Pesaro MDCCLII nella Stamperia Gavelliana

 

 

Fiamme dell’anime,

Gentil Donzella,

Piucché altra amabile,

Se non più bella,

Per poco ascoltami,

Che in dolci modi

Vuo dir tue lodi.

 

Ascolta un fervido

Inno d’onore

Figlio di candido

Sincero core,

Che non sa fingere,

Che si vergogna

Di vil menzogna.

 

Di tue bellissime

Nere pupille

Ond’escon fervide

Chiare faville,

O quanto il tremulo

Lume vivace

M’alletta e piace.

 

Armata Pallade,

E tu, che sei

Piacer degli uomini,

E degli Dei,

Ridente Venere,

Aveste mai

Sì vaghi rai?

 

Del volto i morbidi

Tersi candori,

Che vezzi spirano,

Spirano amori,

O quanto, amabile

Donzella, ammiro

Qualor ti miro.

 

Ma gli occhi, il tremulo

Lume vivace,

Che tanto allettami,

Che tanto piace,

Il volto morbido

Non m’incatena,

Non mi dà pena.

 

Fiamma dell’anime,

Gentile Donzella,

Più raro amabile,

Pregio, che bella

Più ch’altra renditi,

Sol m’incatena,

Sol mi dà pena.

 

Tua voce armonica,

Ch’or dolce, ora grave,

Ma sempre tenera,

Sempre soave

Dai labbri scioglesi,

E in bei concenti

Tempra gli accenti;

 

Qualor tra lucide

Notturne scene

L’orecchio docile

A ferir viene,

Con dolce, incognita

Forza d’amore

Mi lega il core.

 

Qual nuovo insolito,

Stupor, se Orfeo

Al suon di concava

Lira poteo

Trar seco attonite

Le selve, e i pronti

Seguaci monti?

 

Se là fin d’Erebo

Le disperate

Inesorabili

Furie agitate

L’ascoltan placide,

Se ubbidiente

Cerbero il sente?

 

Ahi vate misero!

Che valse poi

Aver fin d’Erebo

Co’ modi tuoi

Placate e domite

Le disperate

Furie agitate;

 

Se al fin, egregio,

Divin Cantore,

Insaziabile

Cieco livore

Lasciar doveati

Di crudo scempio

Funesto esempio!

 

Ma tu, dell’anime

Fiamme, e desio,

Sorte sì barbara,

Destin sì rio,

S’altrui d’invidia

Oggetto sei,

Temer non dei.

 

D’un mar che mormora,

Che irato freme,

Che in vasti innalzasi

Flutti, non teme

Nocchier, che a placido

Sicuro porto

Mirasi scorto.

 

Virtute è il placido

Porto beato,

Che all’onde involati

D’avvero Fato;

L’amico Genio,

Che ti difende,

Per man ti prende.

 

Seco le torbide

Procelle insorte,

Che in van minacciano

Perigli e morte

Seco que’ tumidi

Rei flutti infidi

Sogguardi, e ridi.

 

 

NOTE AL TESTO

 

189 In BGR (segn. 11 MISC. RIM. CXIII, 2) è conservata anche una Canzonetta in lode di Bella Cantatrice, appunto Antonia Cavallucci, "che mirabilmente canta nel Pubblico Teatro di Rimino", dell’avvocato riminese Giovambattista Zappi.
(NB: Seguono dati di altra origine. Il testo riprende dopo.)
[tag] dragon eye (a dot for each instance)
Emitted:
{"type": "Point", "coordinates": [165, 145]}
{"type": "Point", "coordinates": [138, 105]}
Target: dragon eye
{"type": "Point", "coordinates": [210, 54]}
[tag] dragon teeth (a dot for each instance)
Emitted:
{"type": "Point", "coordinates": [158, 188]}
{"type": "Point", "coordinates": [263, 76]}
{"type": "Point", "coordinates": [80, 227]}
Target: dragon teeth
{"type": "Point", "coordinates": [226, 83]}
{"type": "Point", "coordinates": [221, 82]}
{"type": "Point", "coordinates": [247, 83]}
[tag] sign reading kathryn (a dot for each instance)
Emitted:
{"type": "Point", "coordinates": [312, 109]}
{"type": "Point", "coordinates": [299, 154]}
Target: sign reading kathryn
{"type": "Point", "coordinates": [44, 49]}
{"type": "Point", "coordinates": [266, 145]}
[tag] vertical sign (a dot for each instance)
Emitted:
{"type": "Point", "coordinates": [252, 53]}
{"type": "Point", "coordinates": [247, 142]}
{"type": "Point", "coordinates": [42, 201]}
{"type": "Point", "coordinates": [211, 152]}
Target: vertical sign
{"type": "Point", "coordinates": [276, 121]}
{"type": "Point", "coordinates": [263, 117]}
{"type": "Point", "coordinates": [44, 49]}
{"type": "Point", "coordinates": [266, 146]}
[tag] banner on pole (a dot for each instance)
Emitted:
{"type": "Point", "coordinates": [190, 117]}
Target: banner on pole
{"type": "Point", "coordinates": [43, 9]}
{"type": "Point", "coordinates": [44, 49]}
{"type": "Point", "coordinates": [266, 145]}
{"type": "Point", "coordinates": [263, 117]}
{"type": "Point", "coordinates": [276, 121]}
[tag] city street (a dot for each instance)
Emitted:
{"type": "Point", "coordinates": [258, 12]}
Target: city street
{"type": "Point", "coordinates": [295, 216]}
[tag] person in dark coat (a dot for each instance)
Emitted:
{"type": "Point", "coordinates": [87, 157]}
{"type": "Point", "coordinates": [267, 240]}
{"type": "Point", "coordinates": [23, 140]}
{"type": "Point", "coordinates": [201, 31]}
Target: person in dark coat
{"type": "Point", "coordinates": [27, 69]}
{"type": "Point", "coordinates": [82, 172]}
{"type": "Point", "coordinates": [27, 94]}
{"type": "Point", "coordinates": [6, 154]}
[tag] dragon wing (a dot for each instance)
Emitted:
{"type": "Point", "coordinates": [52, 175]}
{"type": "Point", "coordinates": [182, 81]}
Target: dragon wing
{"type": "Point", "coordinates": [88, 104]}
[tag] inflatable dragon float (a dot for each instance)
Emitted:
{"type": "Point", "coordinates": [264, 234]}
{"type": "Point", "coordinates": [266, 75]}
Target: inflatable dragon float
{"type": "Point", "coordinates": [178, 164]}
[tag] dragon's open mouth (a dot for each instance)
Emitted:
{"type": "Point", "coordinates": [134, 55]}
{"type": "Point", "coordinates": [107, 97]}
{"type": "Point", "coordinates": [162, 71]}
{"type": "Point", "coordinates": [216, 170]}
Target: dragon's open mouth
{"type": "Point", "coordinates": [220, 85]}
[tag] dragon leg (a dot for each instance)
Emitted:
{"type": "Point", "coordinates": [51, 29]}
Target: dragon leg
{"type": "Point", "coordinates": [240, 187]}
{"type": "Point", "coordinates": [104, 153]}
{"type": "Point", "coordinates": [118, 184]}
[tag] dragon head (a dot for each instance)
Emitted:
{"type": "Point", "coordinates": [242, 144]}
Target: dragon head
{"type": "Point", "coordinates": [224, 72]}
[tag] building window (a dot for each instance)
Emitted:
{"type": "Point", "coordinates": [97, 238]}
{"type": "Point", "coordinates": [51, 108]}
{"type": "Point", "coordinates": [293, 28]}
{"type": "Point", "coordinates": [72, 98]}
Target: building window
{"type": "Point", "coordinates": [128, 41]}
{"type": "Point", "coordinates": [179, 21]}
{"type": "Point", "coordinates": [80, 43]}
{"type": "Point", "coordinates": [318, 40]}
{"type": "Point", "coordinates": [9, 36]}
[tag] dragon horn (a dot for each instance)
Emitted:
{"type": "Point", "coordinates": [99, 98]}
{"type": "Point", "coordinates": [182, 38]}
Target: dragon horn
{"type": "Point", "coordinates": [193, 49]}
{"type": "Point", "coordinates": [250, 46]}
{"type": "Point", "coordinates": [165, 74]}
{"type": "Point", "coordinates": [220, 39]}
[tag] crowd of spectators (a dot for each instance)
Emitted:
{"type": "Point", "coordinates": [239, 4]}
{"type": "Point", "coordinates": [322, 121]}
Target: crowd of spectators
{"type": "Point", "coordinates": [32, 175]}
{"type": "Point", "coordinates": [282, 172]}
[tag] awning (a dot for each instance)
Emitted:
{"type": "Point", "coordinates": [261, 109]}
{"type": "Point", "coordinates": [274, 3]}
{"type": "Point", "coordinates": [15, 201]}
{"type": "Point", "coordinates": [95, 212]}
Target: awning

Si tratta di un estratto a stampa del testo apparso "nel tomo X delle Rime degli Arcadi alla p. 368". Ne riferiscono le Nov. n. 5, 4 febbraio 1752, coll. 74-75, ove si scrive che la Cavallucci si stava esibendo a Rimini, col favore "delle Dame, e de’ Cavalieri, non meno che de’ Letterati di quella illustre Città". Dell’Ode planchiana che riproduciamo, le stesse Nov. citano soltanto il titolo, senza alcun commento, nel n. 10, 10 marzo 1752, coll. 146-147. Il motivo della breve notizia è spiegato da Lami a Bianchi con un disguido tipografico: Lami non ritenne opportuno ritornare sull’argomento con un articolo inviatogli successivamente da Planco (cfr. Collina, op. cit., pp. 19-20). La Collina scrive pure che Bianchi aveva composto per la Cavallucci "alcune canzonette" (p. 19), ricavando la notizia da una lettera del ravennate Gioseffantonio Pinzi che parla di "belle poetiche composizioni in lode della Signora Cavallucci" (ibid., pp. 20-21). L’Ode planchiana che pubblichiamo venne considerata dal cit. Mazzucchelli (p. 1139, nota 9) non composta da Bianchi ma a lui "indirizzata". Questa notizia erronea fu poi ripresa da Giovenardi nella cit. Orazion funerale…, p. XLVI.